I love Apple (AAPL) products, and I love Apple stock. I mean, what’s not to love? The company makes the best performing, best quality, and dare I say, “coolest” consumer electronic products out there. And when it comes to the stock, what’s not to love about the 120%-plus return in the shares year to date?
On Monday, the company posted another stunning earnings beat, easily besting consensus forecasts on both bottom line earnings as well as top line revenues. Judging by the after-hours trade on Monday, and again in Tuesday’s trade, this report is likely to help Apple keep adding to its year-to-date performance numbers. Now, however, we have to start seriously addressing the question of whether the stock is too overextended and too overbought from a technical perspective.
One look at the chart here of AAPL tells the story of a winning stock that’s rode a virtual rocket ship higher since forming a bullish, double-bottom pattern that started with a November low, followed by a lower low in January.

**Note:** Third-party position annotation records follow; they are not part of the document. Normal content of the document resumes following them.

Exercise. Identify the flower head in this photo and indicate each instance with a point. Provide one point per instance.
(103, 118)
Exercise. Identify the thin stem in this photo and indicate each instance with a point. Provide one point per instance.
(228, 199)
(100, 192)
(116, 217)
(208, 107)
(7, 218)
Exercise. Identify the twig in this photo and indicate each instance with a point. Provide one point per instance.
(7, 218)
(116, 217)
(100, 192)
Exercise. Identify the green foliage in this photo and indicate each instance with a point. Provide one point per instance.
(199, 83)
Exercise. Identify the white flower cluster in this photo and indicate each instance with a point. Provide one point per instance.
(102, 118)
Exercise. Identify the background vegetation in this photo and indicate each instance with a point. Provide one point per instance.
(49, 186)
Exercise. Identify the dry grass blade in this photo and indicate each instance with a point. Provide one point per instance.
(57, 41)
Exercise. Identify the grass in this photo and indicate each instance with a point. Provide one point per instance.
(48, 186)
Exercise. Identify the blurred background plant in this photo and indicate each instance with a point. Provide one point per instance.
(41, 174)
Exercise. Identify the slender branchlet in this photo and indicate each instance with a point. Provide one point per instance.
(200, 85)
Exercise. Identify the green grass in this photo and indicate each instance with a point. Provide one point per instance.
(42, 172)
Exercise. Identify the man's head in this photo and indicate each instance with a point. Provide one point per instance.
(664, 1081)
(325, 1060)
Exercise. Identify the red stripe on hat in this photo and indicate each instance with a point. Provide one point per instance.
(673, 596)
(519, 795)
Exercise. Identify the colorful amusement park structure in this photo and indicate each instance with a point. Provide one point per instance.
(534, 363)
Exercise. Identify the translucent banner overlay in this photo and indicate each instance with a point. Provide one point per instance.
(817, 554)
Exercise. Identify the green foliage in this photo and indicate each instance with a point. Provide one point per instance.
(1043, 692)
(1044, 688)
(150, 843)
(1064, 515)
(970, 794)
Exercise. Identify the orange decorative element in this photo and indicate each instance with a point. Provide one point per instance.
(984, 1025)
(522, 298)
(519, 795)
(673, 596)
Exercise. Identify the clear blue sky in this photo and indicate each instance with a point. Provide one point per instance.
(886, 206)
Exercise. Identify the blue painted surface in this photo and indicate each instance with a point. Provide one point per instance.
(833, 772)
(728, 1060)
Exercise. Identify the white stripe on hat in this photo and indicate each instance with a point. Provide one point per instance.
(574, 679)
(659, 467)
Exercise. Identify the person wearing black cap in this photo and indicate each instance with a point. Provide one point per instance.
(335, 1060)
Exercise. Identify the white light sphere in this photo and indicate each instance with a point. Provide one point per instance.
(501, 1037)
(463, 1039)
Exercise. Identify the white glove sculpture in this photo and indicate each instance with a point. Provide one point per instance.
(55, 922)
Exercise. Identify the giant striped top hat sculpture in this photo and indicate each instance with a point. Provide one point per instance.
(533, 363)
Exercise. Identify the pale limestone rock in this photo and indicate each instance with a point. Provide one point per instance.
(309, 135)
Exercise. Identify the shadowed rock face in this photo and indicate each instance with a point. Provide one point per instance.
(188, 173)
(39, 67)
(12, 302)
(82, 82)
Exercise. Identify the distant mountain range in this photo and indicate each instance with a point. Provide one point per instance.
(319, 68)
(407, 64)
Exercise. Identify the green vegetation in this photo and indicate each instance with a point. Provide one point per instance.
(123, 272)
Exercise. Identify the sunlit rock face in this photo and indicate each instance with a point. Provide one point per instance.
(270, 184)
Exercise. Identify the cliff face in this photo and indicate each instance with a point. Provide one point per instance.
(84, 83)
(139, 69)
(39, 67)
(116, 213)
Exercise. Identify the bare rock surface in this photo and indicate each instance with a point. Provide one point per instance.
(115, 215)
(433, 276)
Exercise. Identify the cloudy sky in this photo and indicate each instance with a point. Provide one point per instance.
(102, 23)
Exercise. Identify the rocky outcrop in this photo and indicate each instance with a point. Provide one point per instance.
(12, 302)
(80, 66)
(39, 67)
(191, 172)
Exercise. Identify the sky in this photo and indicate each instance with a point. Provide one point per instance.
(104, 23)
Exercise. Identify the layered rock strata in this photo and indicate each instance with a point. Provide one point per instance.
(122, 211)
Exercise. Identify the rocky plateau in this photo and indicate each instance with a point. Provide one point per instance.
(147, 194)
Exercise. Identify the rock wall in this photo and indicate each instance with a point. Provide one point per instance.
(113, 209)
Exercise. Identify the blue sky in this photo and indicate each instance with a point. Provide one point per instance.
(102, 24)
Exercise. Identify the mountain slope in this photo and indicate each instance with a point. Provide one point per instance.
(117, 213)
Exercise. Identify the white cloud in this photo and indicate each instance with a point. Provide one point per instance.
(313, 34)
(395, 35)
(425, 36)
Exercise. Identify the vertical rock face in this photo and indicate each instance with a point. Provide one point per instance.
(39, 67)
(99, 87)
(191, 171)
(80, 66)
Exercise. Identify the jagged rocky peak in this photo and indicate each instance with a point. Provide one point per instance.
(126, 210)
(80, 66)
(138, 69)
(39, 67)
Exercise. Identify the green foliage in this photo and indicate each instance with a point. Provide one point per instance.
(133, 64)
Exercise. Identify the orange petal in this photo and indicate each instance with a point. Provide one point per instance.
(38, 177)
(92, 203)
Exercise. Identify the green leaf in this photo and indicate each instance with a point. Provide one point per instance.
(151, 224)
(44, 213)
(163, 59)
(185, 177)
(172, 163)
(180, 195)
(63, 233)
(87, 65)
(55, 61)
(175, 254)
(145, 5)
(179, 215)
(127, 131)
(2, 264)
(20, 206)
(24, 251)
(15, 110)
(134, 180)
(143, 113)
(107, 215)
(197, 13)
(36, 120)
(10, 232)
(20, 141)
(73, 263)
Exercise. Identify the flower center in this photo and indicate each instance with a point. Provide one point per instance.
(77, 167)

The stock now trades above both its short-term, 50-day moving average (blue line), as well as the long-term, 200-day moving average (red line), but if you look at its path toward current levels you’ll see that it got there not via one big surge, but by a constant process of buyers steadily bidding the stock higher. This tells me that the stock has more room to run.
However, if you look at the RSI figure we see a sign of danger. The RSI, or Relative Strength Index, is a technical momentum indicator that compares the magnitude of recent gains to recent losses in an attempt to determine overbought and oversold conditions. A reading of 70 and above indicates a truly overbought equity. As you can see, the RSI on AAPL shares is now well above 70, and that means the stock could now be technically overbought.
However, I think that despite the big RSI spike in the shares on Tuesday, both the technical picture as well as the fundamental picture looks very healthy for Apple. I think the stock can go much higher than it is right now, and I think AAPL is still a very strong buy.